I’ve begun to suspect that no one can make truly delicious arancini. Those little orbs of rice, stuffed with mozzarella, rolled in bread crumbs and fried: their descriptions always look so tempting on the menu, and when they arrive at your table they look even lovelier, all crisp and steamy and golden-brown. And then you slice into one and take a bite and, well, it’s just sort of plain and mild and so much more boring than you thought it was going to be.
At Crust, a new pizza restaurant on Maybank Highway, they tuck a little prosciutto amid the cheese in their arancini ($6), but it doesn’t do much to enliven this most underwhelming of appetizers. There’s a little dash of flavor from the crisp breadcrumbs, but once you get through that, the rice and oozing melted cheese is so soft, white, and inoffensively mild that it blankets even the saltiness of the prosciutto.
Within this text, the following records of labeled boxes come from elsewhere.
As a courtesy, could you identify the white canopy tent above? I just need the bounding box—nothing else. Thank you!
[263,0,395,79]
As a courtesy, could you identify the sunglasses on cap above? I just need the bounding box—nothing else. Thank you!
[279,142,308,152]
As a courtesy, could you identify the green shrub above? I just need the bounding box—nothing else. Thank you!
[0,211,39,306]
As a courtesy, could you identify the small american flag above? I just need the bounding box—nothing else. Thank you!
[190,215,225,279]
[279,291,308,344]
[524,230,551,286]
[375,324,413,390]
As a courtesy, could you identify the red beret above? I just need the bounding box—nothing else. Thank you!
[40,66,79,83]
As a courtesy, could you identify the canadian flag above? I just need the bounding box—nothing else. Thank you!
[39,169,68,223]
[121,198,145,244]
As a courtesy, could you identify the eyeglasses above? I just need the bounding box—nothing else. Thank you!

There are a lot of arancini moments at Crust. It’s a good-looking restaurant, starting with the big brown metal sign over the door with the restaurant’s name stamped out in stylish lowercase. Inside, the walls are lined with rough-hewn wood, giving it a dark and rustic feel. A long bar extends along the left side, a row of booths line the right.
You can tell they’re cooking in a wood-fired oven, for a heavy blast of smoke slaps you in the nostrils the moment you step through the front door. That aroma may be a bit overwhelming for some, but it does get you in the mood for some good, slightly charred, wood-fired treats.
There’s plenty to choose from in that category. Crust offers nine set-piece pizzas, and even the old standards get a few twists. The margherita ($11) has some garlic tossed on top, while the pepperoni ($12) is aided and abetted by Calabrese salami. There are more complex combinations, too, like roasted butternut squash with mushrooms and goat cheese ($12) and chicken and bacon ($12), which has spinach, sun-dried tomatoes, and caramelized onions. If those don’t tickle your fancy, you can design your own creative pie from a choice of two dozen toppings that include artichokes, farm eggs, and arugula pesto.
The pizzas are served on thin metal pans and, being a good 12 inches in diameter, straddle that fuzzy line between single-serve and built-for-two. Fortunately, considering the restaurant’s name, the pizza’s crust is quite good: very thin, with just a touch of black char from the oven’s flames.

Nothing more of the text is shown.